『旅人かへらず』のつづき。
一六八
永劫の根に触れ
心の鶉の鳴く
野ばらの乱れ咲く野末
砧の音する村
樵路の横ぎる里
白壁のくづるる町を過ぎ
路傍の寺に立寄り
曼陀羅の織物を拝み
枯れ枝の山のくづれを越え
水茎の長く映る渡しをわたり
草の実のさがる藪を通り
幻影の人は去る
永劫の旅人は帰らず
2行目。「心の鶉」。なぜ、「うずら」なのだろう。「こころのうずらのなく」と、もし、ひらがなで書いたら「こころのうずく」と読み間違えるかもしれない。こころが、うずらのように美しい声で鳴く、うずく。--こころがうずく、と書いてしまえば、センチメンタルになる。特に「永劫の根」に触れ、こころが疼くと書けば、「意味」が強すぎて、詩から遠いものになるだろう。

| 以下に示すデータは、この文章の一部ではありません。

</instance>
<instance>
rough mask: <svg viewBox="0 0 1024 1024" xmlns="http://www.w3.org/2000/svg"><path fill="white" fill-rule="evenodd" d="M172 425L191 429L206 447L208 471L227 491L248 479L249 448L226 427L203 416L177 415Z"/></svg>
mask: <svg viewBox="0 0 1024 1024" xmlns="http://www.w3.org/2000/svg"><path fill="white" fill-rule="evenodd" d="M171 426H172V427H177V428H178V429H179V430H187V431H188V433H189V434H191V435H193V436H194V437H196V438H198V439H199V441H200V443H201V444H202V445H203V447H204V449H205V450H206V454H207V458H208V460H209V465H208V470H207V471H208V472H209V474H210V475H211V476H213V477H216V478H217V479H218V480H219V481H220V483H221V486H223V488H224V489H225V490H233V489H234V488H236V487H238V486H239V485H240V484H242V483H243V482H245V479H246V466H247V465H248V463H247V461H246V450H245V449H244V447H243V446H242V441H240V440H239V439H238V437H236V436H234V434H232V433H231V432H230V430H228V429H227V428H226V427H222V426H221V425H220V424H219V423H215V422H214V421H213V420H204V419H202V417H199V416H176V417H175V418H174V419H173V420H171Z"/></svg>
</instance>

だから、「わざと」、そこに「うずら」を紛れ込ませる。紛れ込ませながら、音の遠く(?)というか、音を聞きとる耳の奥、声をだす口蓋や舌や喉に、かすかに「うずく」を感じさせる。
そして、「うずら」を利用して、「野」に出て行くのである。
あり得ないことだけれど、たとえば2行目が「鶉」ではなく、「カナリア」だったら、「永劫の旅人」は「野」には出て行かないだろう。草原に住む鶉だからこそ、3行目の「野」が自然に引き出される。「野ばら」「野末」。それから「の」。西脇の大好きな、助詞の「の」。

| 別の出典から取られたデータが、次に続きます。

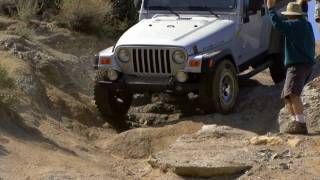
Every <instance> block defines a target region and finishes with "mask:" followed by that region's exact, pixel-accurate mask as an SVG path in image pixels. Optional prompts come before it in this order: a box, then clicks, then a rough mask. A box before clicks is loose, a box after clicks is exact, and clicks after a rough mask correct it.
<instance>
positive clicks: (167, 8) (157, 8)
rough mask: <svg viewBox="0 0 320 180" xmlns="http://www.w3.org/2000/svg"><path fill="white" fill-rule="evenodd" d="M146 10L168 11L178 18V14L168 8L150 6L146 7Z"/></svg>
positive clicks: (174, 11)
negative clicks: (148, 9)
mask: <svg viewBox="0 0 320 180" xmlns="http://www.w3.org/2000/svg"><path fill="white" fill-rule="evenodd" d="M148 9H152V10H168V11H170V12H171V13H172V14H174V15H176V16H177V17H178V18H180V14H179V13H177V12H176V11H175V10H174V9H173V8H172V7H169V6H150V7H148Z"/></svg>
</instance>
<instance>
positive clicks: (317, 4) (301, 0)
mask: <svg viewBox="0 0 320 180" xmlns="http://www.w3.org/2000/svg"><path fill="white" fill-rule="evenodd" d="M310 1H311V0H297V3H299V4H300V6H301V8H302V11H303V12H305V13H306V16H308V10H309V7H308V2H310ZM315 1H316V6H315V12H314V18H315V21H316V22H317V23H320V0H315Z"/></svg>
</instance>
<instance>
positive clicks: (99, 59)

野を通り、村を通り、町を通り、また山を越え、水を渡る。ときには曼陀羅に立ち止まるけれど、それは野や村を通るのが自然・暮らしの道を歩くのに対して、文化の道・哲学の道を歩くといいかえることができるかもしれない。自然を歩き、また文化をも歩く。
そうやって、「永劫の旅人」は帰らなくなる。
「帰らず」は、そのとき、人は人ではなくなるということだろう。詩人は詩人ではなくなる。自分ではなくなる。自分ではなく、別の人間に生まれ変わってしまう、ということだろう。

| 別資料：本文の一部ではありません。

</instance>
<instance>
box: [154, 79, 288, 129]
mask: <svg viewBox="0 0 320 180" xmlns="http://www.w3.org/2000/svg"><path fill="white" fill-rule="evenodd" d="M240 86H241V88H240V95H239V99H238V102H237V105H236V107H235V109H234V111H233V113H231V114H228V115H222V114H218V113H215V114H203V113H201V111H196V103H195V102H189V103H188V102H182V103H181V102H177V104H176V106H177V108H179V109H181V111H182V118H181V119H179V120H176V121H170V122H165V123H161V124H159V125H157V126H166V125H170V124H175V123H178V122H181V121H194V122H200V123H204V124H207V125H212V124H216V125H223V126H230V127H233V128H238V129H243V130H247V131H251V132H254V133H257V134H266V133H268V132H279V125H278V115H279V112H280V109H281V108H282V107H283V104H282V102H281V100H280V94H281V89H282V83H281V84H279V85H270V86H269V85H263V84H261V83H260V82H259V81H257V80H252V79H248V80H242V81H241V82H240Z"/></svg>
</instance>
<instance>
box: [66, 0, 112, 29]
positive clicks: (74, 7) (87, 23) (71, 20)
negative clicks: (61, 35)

詩は、何かに触れ、そのとき動いたこころ(こころのうずき)をそのまま書き写すことなのだろうけれど、ことばをうごかすと、人は自分のままではいられない。自分を超えてしまう。その超え方にはいろいろあるだろうけれど、ともかく自分ではなくなる。
「旅人かへらず」のなかで、西脇は、歩きつづけた。歩きながら、「アムバルワリア」の詩人から、また違った詩人になった。そして、そのあとも、変わりつづけていく。生まれ変わりつづけていく。